As I begin The Literary Life for the last half of Season Two, let me put in front of you this poignant passage from Martin Luther King’s most important written work, the Letter from the Birmingham Jail, written in 1963.
“I must say to you that we have not made a single gain in civil rights without determined legal and nonviolent pressure. Lamentably, it is a historical fact that privileged groups seldom give up their privileges voluntarily. Individuals may see the moral light and voluntarily give up their unjust posture; but as Reinhold Niebuhr has reminded us, groups tend to be more immoral than individuals.

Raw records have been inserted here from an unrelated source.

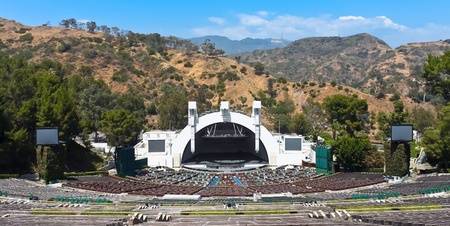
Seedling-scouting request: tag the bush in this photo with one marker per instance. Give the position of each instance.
(351, 151)
(243, 70)
(63, 47)
(85, 71)
(120, 76)
(28, 37)
(396, 162)
(22, 30)
(90, 53)
(259, 68)
(188, 64)
(87, 173)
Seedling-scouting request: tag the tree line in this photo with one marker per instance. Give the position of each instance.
(49, 94)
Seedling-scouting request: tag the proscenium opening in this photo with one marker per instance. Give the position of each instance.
(225, 144)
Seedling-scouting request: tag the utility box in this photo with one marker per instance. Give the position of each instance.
(324, 161)
(125, 162)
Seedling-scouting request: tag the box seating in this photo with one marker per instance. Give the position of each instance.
(158, 182)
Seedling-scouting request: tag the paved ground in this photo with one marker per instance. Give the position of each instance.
(296, 219)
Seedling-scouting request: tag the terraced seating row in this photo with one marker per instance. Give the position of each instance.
(335, 182)
(81, 199)
(234, 184)
(225, 191)
(120, 186)
(167, 189)
(419, 187)
(406, 218)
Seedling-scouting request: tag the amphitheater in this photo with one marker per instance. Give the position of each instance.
(225, 168)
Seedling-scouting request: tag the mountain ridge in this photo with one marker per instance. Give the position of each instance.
(233, 47)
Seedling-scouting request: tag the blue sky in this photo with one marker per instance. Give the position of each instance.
(396, 22)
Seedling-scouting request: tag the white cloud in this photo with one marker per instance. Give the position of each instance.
(351, 18)
(262, 13)
(83, 21)
(216, 20)
(252, 20)
(263, 24)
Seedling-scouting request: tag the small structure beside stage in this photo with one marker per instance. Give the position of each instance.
(223, 139)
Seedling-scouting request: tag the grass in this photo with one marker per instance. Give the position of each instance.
(84, 213)
(8, 175)
(237, 212)
(392, 208)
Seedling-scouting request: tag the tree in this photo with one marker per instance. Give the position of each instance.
(69, 23)
(172, 107)
(346, 113)
(91, 26)
(121, 127)
(351, 151)
(316, 117)
(422, 119)
(436, 142)
(437, 75)
(385, 120)
(396, 162)
(209, 48)
(281, 114)
(105, 29)
(300, 125)
(73, 23)
(65, 23)
(259, 68)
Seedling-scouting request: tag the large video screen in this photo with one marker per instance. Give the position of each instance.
(46, 136)
(156, 145)
(401, 133)
(293, 144)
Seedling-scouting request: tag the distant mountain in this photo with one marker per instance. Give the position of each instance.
(232, 47)
(362, 61)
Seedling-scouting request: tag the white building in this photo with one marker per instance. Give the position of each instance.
(223, 138)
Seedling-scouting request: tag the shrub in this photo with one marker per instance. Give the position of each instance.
(28, 37)
(259, 68)
(22, 30)
(63, 47)
(85, 71)
(396, 162)
(395, 97)
(90, 53)
(120, 76)
(243, 70)
(282, 80)
(380, 95)
(351, 151)
(188, 64)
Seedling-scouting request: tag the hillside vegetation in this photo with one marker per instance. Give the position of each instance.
(144, 66)
(361, 61)
(86, 79)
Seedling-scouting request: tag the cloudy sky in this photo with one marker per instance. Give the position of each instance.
(396, 22)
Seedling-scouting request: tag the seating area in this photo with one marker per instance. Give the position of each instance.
(423, 185)
(406, 218)
(293, 179)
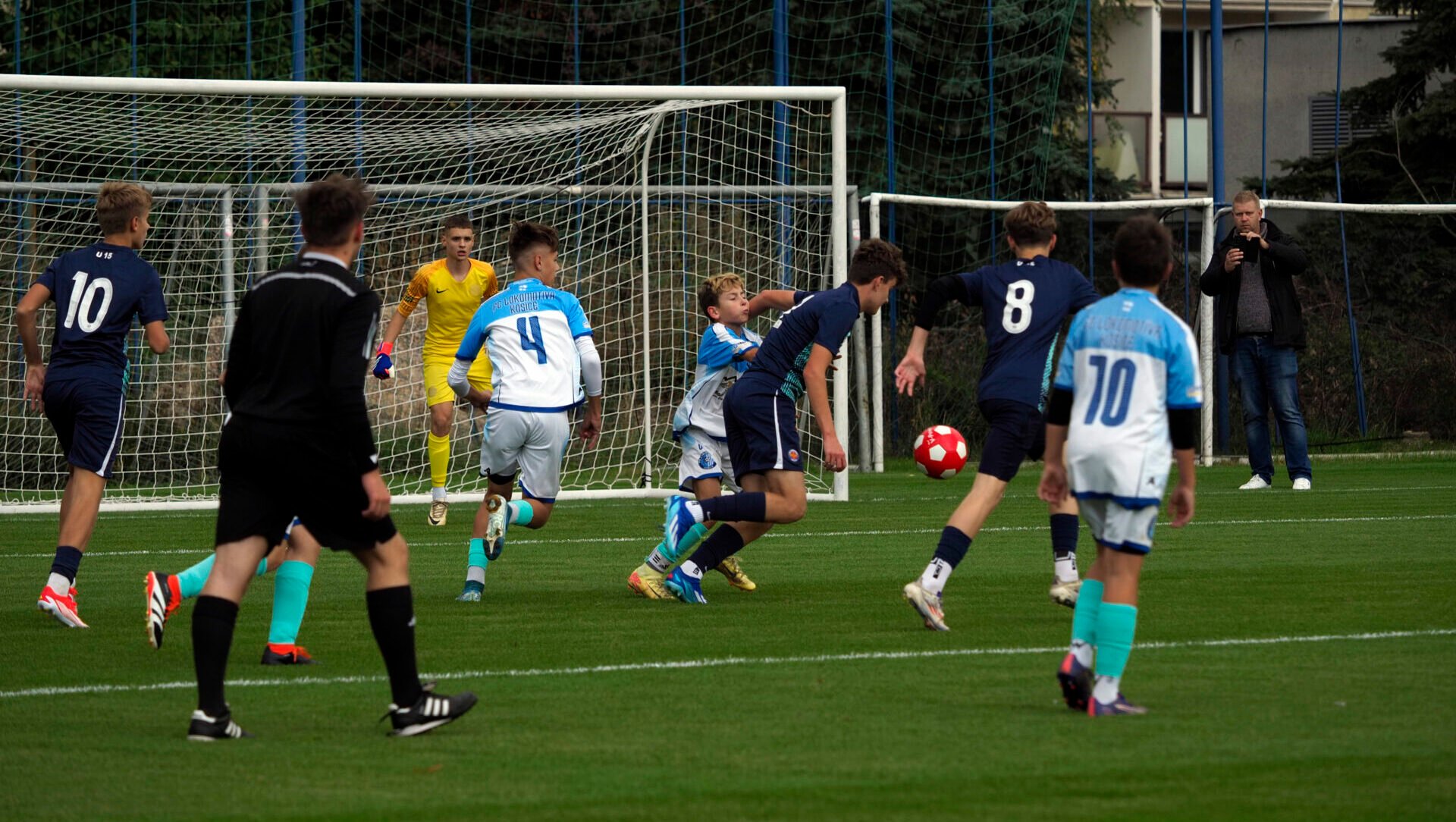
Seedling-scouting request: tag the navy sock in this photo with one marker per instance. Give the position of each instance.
(392, 617)
(66, 563)
(721, 544)
(954, 543)
(736, 508)
(1063, 535)
(213, 622)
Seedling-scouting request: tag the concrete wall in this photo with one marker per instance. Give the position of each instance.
(1302, 64)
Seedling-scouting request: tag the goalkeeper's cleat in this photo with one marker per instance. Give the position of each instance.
(928, 606)
(164, 597)
(495, 527)
(213, 728)
(428, 714)
(61, 607)
(737, 578)
(648, 582)
(287, 655)
(676, 524)
(1076, 682)
(1117, 707)
(438, 510)
(686, 588)
(1065, 592)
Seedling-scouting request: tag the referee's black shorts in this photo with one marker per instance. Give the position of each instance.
(273, 473)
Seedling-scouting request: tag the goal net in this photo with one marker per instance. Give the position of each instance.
(651, 188)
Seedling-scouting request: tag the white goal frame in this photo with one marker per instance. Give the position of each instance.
(837, 194)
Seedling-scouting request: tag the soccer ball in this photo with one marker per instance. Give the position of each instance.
(940, 451)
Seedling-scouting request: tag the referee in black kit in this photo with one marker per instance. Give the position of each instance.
(299, 443)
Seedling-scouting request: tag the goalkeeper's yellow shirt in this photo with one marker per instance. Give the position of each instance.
(450, 304)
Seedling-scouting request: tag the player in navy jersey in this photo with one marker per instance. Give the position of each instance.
(98, 291)
(1022, 303)
(761, 413)
(1126, 403)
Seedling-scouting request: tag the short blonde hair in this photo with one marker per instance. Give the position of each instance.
(715, 287)
(117, 202)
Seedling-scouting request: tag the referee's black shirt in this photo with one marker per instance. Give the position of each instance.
(300, 354)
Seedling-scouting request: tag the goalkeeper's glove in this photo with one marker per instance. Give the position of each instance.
(383, 366)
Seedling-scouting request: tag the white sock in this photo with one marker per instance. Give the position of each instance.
(1107, 689)
(1082, 652)
(935, 575)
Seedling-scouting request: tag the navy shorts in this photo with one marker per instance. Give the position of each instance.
(273, 473)
(1017, 432)
(86, 415)
(762, 428)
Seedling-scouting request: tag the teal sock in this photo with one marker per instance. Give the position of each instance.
(1085, 616)
(689, 541)
(193, 579)
(476, 562)
(522, 513)
(290, 601)
(1116, 625)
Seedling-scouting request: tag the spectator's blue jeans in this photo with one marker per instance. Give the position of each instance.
(1269, 375)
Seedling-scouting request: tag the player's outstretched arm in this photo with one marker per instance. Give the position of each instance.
(777, 299)
(31, 342)
(816, 384)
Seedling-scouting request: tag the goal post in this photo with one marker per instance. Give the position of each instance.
(1203, 207)
(653, 188)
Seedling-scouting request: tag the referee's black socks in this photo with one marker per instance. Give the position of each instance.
(392, 617)
(213, 622)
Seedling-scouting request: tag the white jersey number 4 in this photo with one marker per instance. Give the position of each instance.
(1017, 316)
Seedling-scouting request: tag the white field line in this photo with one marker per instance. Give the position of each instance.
(799, 535)
(718, 662)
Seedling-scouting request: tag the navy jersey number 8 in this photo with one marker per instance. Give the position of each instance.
(532, 338)
(1116, 386)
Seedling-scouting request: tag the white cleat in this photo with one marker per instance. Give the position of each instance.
(928, 606)
(1066, 592)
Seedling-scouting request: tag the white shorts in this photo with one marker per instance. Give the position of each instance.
(529, 441)
(704, 459)
(1119, 527)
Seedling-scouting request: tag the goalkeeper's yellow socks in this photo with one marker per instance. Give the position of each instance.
(438, 448)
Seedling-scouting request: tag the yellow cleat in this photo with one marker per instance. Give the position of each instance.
(438, 510)
(737, 578)
(648, 582)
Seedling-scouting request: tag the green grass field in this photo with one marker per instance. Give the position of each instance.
(1294, 651)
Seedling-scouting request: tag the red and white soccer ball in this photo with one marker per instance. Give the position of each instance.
(940, 451)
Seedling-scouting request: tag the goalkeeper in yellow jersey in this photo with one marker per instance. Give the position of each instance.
(452, 290)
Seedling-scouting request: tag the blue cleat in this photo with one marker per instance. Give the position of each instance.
(676, 526)
(1117, 707)
(472, 592)
(686, 588)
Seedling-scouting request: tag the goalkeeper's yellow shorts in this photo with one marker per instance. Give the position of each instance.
(437, 383)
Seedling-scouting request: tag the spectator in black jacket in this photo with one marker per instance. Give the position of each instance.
(1260, 325)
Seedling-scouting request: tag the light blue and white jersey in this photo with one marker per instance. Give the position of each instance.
(1128, 361)
(720, 361)
(529, 331)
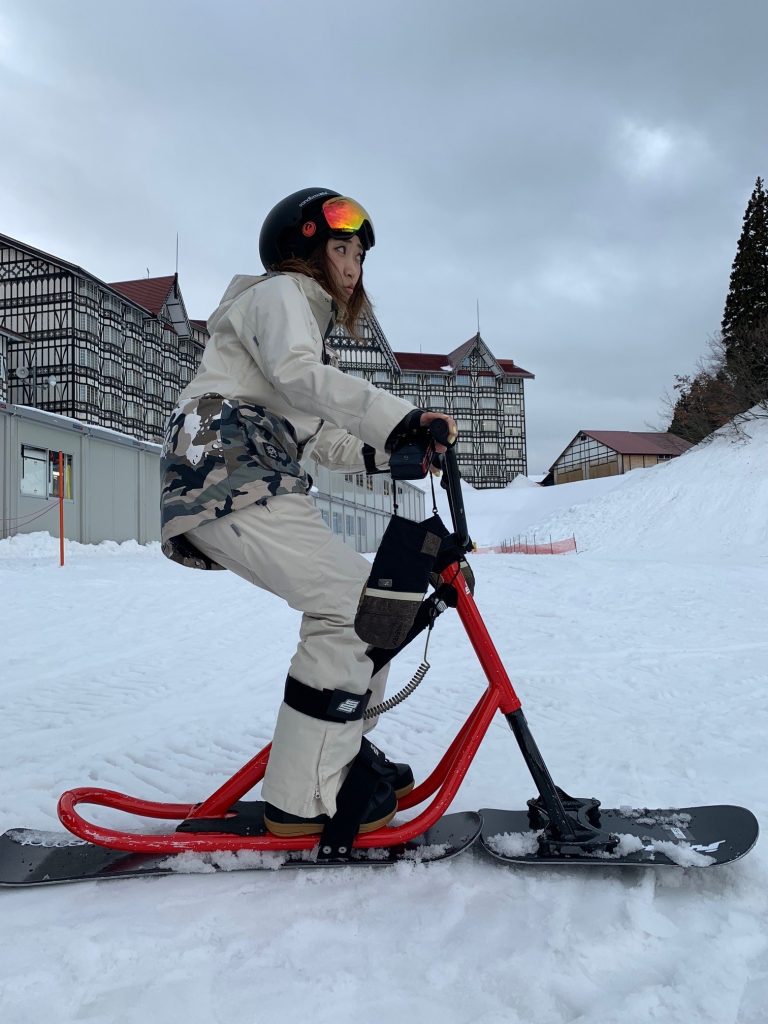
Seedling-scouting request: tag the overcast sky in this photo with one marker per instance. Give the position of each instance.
(579, 168)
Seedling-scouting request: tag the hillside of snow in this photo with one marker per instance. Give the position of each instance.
(642, 665)
(715, 496)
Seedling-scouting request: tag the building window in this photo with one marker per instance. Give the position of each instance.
(87, 322)
(112, 402)
(88, 394)
(88, 357)
(34, 471)
(40, 473)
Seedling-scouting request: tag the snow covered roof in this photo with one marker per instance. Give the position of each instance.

“We know through painful experience that freedom is never voluntarily given by the oppressor; it must be demanded by the oppressed. Frankly, I have yet to engage in a direct-action campaign that was ‘well-timed’ in the view of those who have not suffered unduly from the disease of segregation. For years now I have heard the word ‘Wait!’ It rings in the ear of every Negro with piercing familiarity. This ‘Wait!’ has almost always meant ‘Never!’ We must come to see, with one of our distinguished jurists, that ‘justice too long delayed is justice denied.’”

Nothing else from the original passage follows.